It's for all of us too:  "please won't you bear it in mind, love is a lesson to learn in our time..."

Go well.

06 November 2013

Three quinces, two years

The fruits of the Japanese Quince smell divine: a sweet and delicious fragrance that's impossible to describe. Left in a room, they pervade it rather than fill it with their scent. I remember reading somewhere once that smells always have to be described in terms of other smells we know - we can't find another way to 'tell' them to each other.  The best I can do with Japanese Quince is tell you to think of apple crossed with lemon with a tincture of jasmine; that's the nearest I can get. You'll just have to make do with this picture or maybe go and find some in your own garden or a friend's and inhale that beautiful perfume yourself.
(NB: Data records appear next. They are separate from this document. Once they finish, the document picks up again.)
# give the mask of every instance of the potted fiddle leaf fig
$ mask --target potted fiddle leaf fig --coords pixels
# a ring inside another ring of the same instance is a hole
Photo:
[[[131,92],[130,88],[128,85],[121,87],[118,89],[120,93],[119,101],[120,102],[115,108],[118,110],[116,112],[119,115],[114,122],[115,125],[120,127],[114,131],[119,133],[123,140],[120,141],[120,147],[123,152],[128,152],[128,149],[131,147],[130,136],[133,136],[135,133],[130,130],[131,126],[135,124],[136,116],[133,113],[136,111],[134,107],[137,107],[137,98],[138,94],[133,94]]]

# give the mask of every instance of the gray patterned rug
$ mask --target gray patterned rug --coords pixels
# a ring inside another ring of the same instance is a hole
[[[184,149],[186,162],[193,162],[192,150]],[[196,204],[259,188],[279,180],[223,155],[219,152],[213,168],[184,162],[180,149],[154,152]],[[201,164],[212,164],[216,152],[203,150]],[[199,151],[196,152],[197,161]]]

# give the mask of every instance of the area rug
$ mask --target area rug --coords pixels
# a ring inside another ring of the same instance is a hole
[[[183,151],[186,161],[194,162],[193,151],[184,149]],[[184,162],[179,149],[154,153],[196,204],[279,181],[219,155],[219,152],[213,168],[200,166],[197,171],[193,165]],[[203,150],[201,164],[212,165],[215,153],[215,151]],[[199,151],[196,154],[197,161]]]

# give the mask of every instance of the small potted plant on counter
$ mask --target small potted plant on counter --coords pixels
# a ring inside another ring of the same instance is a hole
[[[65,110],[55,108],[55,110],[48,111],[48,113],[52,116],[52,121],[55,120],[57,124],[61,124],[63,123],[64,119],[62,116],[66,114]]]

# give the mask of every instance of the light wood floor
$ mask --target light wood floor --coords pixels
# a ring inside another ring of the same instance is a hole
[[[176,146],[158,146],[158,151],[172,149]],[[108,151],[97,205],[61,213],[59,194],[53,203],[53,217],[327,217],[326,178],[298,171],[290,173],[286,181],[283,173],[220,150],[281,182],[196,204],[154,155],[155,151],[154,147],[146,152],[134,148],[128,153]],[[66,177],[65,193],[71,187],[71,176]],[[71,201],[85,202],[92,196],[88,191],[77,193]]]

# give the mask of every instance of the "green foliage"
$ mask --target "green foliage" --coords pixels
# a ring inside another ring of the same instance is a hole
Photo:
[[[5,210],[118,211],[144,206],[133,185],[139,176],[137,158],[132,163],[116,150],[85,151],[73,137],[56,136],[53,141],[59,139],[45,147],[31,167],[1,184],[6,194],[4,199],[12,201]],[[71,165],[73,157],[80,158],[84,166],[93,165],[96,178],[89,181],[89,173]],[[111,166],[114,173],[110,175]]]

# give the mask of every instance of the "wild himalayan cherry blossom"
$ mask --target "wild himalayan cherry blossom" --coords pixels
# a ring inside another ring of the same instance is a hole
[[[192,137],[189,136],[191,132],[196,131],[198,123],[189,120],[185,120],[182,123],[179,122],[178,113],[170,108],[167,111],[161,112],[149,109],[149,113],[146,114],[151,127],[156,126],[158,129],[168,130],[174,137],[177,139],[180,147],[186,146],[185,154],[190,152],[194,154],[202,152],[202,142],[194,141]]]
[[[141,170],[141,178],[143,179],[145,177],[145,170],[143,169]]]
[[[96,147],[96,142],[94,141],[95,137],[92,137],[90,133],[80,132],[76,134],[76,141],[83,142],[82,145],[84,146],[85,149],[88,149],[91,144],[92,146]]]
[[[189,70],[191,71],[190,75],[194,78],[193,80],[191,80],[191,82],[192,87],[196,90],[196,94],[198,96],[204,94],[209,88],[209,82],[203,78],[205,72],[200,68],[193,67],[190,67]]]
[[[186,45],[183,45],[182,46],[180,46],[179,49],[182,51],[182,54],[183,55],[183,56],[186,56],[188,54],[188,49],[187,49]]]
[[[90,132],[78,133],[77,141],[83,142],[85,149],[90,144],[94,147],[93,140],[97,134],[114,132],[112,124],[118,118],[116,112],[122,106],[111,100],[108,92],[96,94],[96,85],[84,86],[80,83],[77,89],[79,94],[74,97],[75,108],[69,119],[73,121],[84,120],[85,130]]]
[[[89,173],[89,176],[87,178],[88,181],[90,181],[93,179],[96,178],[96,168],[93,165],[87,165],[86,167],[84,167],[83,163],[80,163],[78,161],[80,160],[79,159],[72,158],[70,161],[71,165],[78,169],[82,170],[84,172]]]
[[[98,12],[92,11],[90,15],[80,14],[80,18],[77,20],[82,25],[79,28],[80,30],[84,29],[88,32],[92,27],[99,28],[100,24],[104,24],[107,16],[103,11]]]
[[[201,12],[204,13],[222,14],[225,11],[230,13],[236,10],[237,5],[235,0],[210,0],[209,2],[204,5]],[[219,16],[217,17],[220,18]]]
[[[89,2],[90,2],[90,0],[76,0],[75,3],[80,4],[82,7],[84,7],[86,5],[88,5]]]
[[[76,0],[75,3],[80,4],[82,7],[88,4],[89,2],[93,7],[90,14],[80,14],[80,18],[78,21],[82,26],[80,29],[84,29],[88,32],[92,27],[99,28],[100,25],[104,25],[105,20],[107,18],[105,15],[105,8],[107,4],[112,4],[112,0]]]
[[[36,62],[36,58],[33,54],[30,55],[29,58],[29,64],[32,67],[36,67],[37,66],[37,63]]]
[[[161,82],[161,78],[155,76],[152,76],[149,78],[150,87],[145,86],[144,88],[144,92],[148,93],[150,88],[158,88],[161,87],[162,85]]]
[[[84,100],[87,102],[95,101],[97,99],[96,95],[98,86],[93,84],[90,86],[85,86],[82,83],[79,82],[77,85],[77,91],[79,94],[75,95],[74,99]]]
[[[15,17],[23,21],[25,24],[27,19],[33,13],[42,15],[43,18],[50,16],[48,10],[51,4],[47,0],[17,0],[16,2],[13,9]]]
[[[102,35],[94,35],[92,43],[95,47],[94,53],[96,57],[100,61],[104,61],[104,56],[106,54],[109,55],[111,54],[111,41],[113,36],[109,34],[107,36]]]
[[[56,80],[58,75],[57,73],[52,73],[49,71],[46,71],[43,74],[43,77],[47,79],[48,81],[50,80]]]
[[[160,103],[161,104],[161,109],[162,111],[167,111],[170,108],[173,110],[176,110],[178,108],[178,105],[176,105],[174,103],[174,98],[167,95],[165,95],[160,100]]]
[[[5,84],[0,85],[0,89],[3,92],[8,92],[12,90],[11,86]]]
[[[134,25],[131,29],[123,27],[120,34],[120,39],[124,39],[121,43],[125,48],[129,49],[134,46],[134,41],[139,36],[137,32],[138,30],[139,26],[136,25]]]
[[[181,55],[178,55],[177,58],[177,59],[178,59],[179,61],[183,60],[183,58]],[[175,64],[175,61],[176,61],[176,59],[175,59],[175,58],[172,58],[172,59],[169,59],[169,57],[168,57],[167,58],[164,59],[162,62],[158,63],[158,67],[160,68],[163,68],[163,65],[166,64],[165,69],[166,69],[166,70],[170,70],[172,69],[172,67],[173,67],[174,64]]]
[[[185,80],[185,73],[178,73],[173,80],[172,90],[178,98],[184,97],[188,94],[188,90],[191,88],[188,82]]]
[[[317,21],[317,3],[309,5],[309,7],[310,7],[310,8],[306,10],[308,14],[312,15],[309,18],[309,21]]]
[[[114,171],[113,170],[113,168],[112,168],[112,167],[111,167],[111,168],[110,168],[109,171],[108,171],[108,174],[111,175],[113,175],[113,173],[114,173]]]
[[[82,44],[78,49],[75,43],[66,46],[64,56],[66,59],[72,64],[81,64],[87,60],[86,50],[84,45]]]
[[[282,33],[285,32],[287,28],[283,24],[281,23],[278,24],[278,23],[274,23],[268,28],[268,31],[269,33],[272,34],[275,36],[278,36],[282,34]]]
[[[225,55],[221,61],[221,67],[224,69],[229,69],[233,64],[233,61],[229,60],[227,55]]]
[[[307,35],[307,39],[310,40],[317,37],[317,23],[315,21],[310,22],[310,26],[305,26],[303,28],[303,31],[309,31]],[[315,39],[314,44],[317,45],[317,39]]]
Japanese quince (Chaenomeles japonica.)
Since my own Chaenomeles didn't produce much fruit this year, I picked these up from my sister's garden (thanks SB) because I love their shape and I hope to draw them at some stage. I drew some from my own garden earlier this year (in February) when I was just getting back into this drawing thing, and I really enjoyed their shape.  I hope these three will last until the yew is complete (it has to be done by the end of this month!) and I'll have a go then. A break from 'colouring in' the yew this week took the form of fun with textures, as I quickly sketched a sweet chestnut shell I'd found in some woods a few weeks ago. Not a great sketch but it was a bit of light relief: lots of learning to do on textures still.

Ouch! a bit of work to do yet with textures (Sweet chestnut shells/cases)
Autumn has passed into winter this week as we've moved into November. The first frost came, gently, and whitened the morning grass in the field. The bright orange of Chinese Lanterns and Iris foetidissima berries brought recompense for the cool temperatures, grey skies and long nights; the winter rains have left rainbows in their wake, pointing to the deep reds of the maples and Sedums in the garden. Only seven weeks to the solstice...

The first gentle frost of winter


Chinese lanterns light up the house

Iris foetidissima needs a place in the garden *just* for the berries at this time of the year


Not a crock of gold, but the Japanese maple will do nicely thank you...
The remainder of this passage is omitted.